U of L receives second highest grant in its historyBy Eugene Vilensky

U of L receives second highest grant in its history

The University of Louisville Birth Defects Center has received the second-largest federal grant in the university’s history. The $8.2 million will fund the work of five junior scientists who are trying to understand the causes of birth defects during fetal development.

The Center for Biomedical Research Excellence (COBRE) grant is part of a program intended to help the work of junior scientists in states that have historically low success rates in obtaining National Institutes of Health funding. It follows an $8.5 million COBRE grant to the Kentucky Spinal Cord Injury Research Center at U of L in 2000.

The grant will provide a senior faculty member to serve as mentor for each of the researchers, and will also pay for the equipment, personnel, and supplies needed to conduct cutting-edge research.

The success of the COBRE grant will be measured in the ability of the junior scientists to compete for their own NIH grants, said Robert Greene, director of the U of L Birth Defects Center.

The grant has been viewed by U of L officials as payoff from Kentucky’s “Bucks for Brains,” a program established under Governor Paul Patton to provide dollar-for-dollar matching state funds to private contributions in order to recruit top faculty and boost research in Kentucky.

“Bucks for Brains” has helped increase federal funding for U of L researchers from $7.6 million in 1997 to $27 million in 2001.

Congresswoman Anne Northup helped obtain $1.2 million in “seed money” for the Birth Defects Center in a spending bill. Northup, who sits on the House subcommittee that oversees medical research funding, said, “I believe these dollars belong where they serve the American people the most: where the cutting edge research is. Getting a grant from NIH is recognition that this is a top research institution.”

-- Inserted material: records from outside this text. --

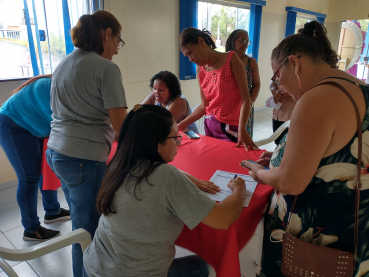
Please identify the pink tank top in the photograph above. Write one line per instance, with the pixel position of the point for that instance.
(221, 90)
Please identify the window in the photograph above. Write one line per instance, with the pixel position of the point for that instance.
(19, 54)
(301, 20)
(221, 21)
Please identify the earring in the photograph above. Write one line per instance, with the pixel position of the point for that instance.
(298, 80)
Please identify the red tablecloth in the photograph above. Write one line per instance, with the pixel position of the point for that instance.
(201, 158)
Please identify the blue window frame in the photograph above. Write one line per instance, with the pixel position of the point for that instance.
(188, 18)
(35, 34)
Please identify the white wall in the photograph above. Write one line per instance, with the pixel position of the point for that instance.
(273, 26)
(151, 33)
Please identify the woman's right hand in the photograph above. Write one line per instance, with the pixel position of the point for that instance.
(238, 184)
(264, 159)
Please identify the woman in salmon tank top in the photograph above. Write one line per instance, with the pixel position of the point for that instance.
(225, 99)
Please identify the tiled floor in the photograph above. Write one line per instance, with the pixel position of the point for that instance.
(59, 263)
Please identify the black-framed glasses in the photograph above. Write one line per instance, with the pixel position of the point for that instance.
(275, 73)
(245, 41)
(121, 43)
(177, 138)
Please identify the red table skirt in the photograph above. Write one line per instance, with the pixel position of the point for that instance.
(201, 158)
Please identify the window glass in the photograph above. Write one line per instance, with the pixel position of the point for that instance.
(14, 51)
(221, 21)
(46, 17)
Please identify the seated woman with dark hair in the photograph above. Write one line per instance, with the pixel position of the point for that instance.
(145, 203)
(166, 92)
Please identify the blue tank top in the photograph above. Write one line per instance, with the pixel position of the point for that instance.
(192, 126)
(30, 107)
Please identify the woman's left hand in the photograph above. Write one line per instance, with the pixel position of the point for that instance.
(245, 139)
(254, 169)
(206, 186)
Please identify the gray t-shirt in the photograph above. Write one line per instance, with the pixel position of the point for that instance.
(84, 86)
(139, 239)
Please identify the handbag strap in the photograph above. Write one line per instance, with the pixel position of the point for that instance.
(358, 186)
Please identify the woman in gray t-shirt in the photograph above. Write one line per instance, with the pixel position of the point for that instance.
(89, 106)
(145, 203)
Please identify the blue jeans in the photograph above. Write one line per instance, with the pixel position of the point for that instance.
(81, 180)
(24, 152)
(189, 266)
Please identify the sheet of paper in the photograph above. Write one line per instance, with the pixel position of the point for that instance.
(222, 178)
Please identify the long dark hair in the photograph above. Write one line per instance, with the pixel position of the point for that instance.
(30, 81)
(170, 80)
(192, 35)
(232, 37)
(137, 153)
(311, 41)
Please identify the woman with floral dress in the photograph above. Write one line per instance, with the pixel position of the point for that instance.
(238, 41)
(317, 159)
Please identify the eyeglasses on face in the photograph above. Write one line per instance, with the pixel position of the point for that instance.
(177, 138)
(275, 73)
(121, 43)
(244, 41)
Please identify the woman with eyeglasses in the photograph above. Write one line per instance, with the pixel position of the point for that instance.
(166, 92)
(225, 99)
(145, 203)
(238, 41)
(89, 106)
(317, 159)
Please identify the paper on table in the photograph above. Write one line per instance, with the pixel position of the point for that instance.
(222, 178)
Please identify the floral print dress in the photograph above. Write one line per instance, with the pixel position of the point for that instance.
(324, 213)
(250, 123)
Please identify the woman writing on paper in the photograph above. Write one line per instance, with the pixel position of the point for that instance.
(144, 203)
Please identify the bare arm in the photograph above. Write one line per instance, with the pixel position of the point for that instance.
(117, 116)
(198, 112)
(239, 73)
(150, 99)
(255, 80)
(314, 134)
(229, 210)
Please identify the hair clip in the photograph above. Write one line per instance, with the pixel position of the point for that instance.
(136, 107)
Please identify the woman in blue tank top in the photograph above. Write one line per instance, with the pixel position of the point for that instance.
(166, 92)
(24, 122)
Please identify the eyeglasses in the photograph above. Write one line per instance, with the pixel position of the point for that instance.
(177, 138)
(121, 43)
(275, 73)
(244, 41)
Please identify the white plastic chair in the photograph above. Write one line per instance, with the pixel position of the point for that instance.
(274, 136)
(80, 236)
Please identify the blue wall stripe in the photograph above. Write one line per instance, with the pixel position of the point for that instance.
(255, 2)
(187, 18)
(254, 32)
(32, 50)
(294, 9)
(291, 23)
(38, 38)
(69, 47)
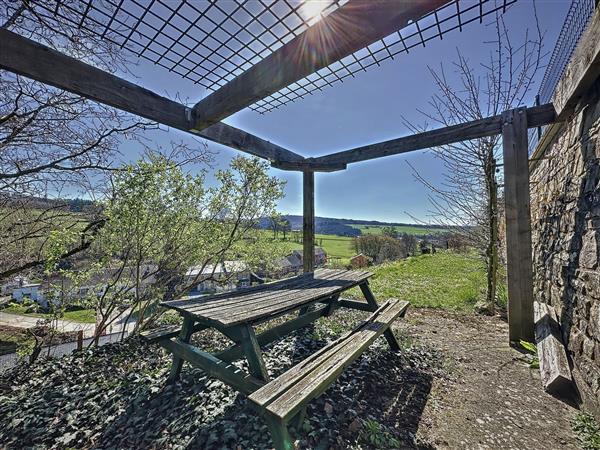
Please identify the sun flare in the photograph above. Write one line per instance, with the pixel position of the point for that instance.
(311, 10)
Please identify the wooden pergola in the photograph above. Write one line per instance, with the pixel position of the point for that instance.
(290, 63)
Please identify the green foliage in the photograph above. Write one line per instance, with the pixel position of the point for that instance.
(417, 230)
(378, 435)
(160, 221)
(380, 248)
(531, 348)
(445, 280)
(588, 431)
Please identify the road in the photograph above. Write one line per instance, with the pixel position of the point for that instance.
(61, 325)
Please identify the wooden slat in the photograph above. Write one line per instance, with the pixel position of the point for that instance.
(308, 221)
(554, 365)
(299, 297)
(346, 30)
(165, 332)
(581, 72)
(39, 62)
(518, 226)
(308, 164)
(283, 295)
(246, 298)
(286, 395)
(284, 382)
(536, 116)
(275, 333)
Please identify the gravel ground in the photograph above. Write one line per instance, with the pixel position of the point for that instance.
(455, 384)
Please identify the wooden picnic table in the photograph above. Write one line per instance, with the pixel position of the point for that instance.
(235, 314)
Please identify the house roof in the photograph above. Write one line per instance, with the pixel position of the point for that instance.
(220, 268)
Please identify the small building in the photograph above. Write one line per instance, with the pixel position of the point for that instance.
(31, 291)
(320, 256)
(291, 264)
(220, 277)
(359, 261)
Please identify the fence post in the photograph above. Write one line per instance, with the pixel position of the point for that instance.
(80, 340)
(518, 226)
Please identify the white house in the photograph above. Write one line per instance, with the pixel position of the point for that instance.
(220, 277)
(32, 291)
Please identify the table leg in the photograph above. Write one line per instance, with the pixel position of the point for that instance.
(253, 353)
(184, 336)
(389, 335)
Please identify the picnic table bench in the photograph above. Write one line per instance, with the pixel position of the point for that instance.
(235, 314)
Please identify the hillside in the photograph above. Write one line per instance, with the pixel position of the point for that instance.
(355, 227)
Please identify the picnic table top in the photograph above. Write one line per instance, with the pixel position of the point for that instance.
(269, 300)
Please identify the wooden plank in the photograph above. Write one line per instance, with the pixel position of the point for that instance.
(370, 298)
(554, 365)
(214, 367)
(536, 116)
(308, 221)
(308, 164)
(251, 349)
(581, 72)
(39, 62)
(275, 333)
(353, 304)
(518, 226)
(346, 30)
(301, 286)
(187, 329)
(166, 332)
(288, 394)
(281, 384)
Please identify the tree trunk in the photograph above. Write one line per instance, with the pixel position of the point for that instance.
(492, 244)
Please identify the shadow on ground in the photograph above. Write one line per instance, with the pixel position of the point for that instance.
(115, 397)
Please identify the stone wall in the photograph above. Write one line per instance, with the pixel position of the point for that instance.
(565, 209)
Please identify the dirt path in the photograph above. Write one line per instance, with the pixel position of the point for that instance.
(491, 400)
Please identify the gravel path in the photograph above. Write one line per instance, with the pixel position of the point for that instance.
(455, 384)
(491, 400)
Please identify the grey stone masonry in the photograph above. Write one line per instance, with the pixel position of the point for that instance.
(565, 210)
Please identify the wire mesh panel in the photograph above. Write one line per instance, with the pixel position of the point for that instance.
(212, 42)
(577, 19)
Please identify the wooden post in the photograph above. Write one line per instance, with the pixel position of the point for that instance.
(518, 226)
(79, 339)
(308, 228)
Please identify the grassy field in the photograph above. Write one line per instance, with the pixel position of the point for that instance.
(419, 231)
(81, 316)
(444, 280)
(335, 246)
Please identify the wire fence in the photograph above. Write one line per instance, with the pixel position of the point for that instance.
(577, 19)
(211, 43)
(55, 351)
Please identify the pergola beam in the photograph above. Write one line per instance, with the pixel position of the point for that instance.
(36, 61)
(346, 30)
(536, 116)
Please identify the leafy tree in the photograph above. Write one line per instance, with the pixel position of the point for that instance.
(161, 221)
(389, 231)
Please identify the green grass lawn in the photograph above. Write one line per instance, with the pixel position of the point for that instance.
(81, 316)
(444, 280)
(419, 231)
(335, 246)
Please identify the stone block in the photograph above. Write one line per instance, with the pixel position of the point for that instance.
(588, 256)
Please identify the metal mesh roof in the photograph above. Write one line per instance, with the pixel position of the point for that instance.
(212, 42)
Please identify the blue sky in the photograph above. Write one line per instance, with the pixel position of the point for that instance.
(362, 110)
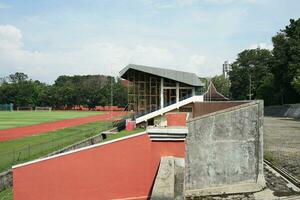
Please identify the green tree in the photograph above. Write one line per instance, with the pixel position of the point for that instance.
(222, 84)
(286, 62)
(296, 82)
(252, 66)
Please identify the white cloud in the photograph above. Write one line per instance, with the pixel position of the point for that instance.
(4, 5)
(10, 37)
(261, 45)
(96, 57)
(91, 58)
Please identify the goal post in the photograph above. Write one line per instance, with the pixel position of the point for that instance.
(6, 107)
(24, 108)
(43, 108)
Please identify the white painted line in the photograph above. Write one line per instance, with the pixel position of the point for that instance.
(77, 150)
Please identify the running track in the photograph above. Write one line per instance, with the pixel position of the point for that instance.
(14, 133)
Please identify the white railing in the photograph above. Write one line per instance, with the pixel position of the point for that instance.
(174, 106)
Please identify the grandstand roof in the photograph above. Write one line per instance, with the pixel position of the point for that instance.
(180, 76)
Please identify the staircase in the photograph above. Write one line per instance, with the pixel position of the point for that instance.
(169, 108)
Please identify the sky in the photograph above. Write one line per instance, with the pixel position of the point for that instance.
(49, 38)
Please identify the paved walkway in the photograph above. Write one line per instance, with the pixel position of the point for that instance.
(14, 133)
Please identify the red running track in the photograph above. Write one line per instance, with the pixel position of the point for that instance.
(14, 133)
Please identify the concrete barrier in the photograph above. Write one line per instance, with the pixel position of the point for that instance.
(288, 110)
(168, 183)
(224, 152)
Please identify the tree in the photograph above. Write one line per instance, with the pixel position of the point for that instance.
(17, 77)
(296, 82)
(252, 65)
(286, 62)
(222, 84)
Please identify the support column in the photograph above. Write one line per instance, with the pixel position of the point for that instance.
(161, 92)
(177, 92)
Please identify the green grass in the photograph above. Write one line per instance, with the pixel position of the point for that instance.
(6, 194)
(25, 118)
(28, 148)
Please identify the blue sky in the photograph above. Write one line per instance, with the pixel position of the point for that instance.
(46, 39)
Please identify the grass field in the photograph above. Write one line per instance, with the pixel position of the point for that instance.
(25, 118)
(28, 148)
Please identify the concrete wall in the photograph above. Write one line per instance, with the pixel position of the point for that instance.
(206, 107)
(224, 151)
(124, 168)
(289, 110)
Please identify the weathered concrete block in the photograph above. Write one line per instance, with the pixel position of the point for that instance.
(224, 151)
(169, 180)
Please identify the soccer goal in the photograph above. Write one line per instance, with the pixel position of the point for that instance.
(6, 107)
(45, 108)
(24, 108)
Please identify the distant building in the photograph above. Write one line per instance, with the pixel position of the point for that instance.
(226, 68)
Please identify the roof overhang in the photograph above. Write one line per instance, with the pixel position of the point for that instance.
(180, 76)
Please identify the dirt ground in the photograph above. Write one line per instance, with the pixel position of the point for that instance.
(282, 143)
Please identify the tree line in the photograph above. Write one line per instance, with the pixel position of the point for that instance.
(67, 91)
(271, 75)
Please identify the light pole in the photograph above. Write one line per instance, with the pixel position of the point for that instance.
(251, 66)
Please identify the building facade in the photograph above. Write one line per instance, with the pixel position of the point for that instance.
(152, 88)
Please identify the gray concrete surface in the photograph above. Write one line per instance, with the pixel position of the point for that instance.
(168, 183)
(224, 152)
(282, 143)
(288, 110)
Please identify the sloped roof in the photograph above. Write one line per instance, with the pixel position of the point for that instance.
(213, 95)
(180, 76)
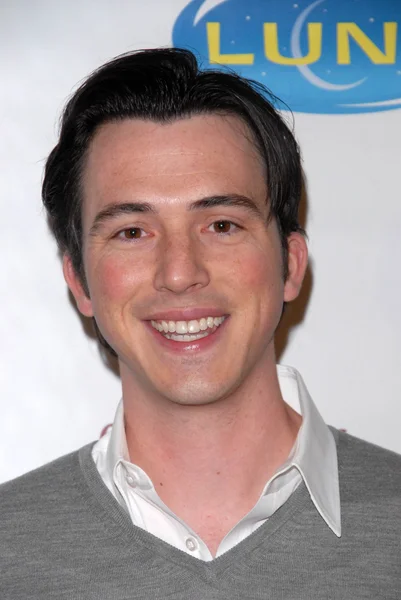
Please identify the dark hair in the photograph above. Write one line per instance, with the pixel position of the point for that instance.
(162, 85)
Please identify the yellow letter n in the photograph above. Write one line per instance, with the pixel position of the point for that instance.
(314, 45)
(347, 30)
(213, 41)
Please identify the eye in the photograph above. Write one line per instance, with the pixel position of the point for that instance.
(223, 227)
(132, 233)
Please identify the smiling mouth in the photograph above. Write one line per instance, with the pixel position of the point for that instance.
(188, 331)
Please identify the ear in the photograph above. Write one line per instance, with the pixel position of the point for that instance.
(297, 263)
(74, 283)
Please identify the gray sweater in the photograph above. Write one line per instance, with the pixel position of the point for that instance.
(64, 536)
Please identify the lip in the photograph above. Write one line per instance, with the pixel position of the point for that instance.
(185, 347)
(186, 314)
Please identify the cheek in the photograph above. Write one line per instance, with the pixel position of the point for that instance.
(257, 273)
(113, 279)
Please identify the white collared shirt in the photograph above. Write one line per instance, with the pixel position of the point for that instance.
(313, 459)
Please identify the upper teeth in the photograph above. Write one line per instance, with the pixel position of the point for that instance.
(183, 327)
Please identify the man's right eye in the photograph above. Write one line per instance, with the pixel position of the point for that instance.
(132, 233)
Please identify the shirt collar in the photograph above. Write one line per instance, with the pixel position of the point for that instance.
(314, 454)
(315, 451)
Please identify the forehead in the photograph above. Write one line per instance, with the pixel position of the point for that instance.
(177, 161)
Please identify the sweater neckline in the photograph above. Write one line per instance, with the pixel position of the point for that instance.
(117, 521)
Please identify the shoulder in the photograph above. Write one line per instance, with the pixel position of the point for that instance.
(51, 485)
(368, 471)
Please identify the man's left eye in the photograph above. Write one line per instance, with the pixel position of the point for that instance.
(223, 227)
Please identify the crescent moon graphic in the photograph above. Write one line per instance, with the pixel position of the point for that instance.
(306, 71)
(205, 8)
(395, 102)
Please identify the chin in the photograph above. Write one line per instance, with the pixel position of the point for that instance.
(194, 393)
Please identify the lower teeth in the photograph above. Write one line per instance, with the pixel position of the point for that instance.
(186, 337)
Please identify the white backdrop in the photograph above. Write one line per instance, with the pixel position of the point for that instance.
(56, 394)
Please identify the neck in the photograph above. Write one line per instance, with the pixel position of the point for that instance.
(222, 454)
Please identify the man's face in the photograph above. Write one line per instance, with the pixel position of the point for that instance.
(184, 270)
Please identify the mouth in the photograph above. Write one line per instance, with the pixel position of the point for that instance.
(188, 331)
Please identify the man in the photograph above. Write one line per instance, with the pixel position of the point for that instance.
(173, 194)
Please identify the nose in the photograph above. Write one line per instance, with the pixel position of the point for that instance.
(181, 264)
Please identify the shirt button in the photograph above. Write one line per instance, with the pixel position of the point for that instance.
(191, 544)
(132, 480)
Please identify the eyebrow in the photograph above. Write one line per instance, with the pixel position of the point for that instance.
(116, 210)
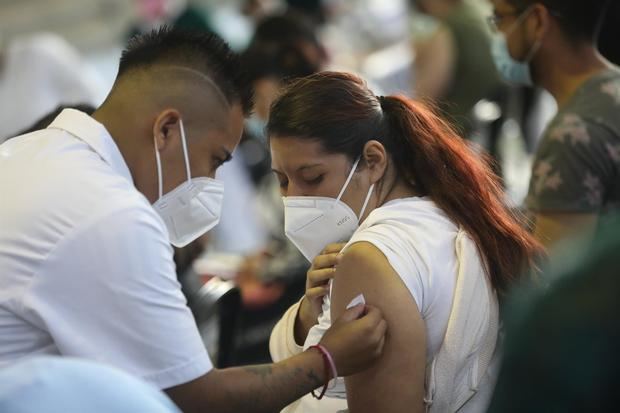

The Birth Defects Center was established in 2000 as part of the School of Dentistry. Its core researchers focus on birth defects that affect the head and neck, such as cleft lip and cleft palate, which are among the most common in the United States.

In 2000, 3,222 Kentucky children were born with birth defects. Birth defects were the leading cause of infant deaths, involving one in five deaths during the first year of life.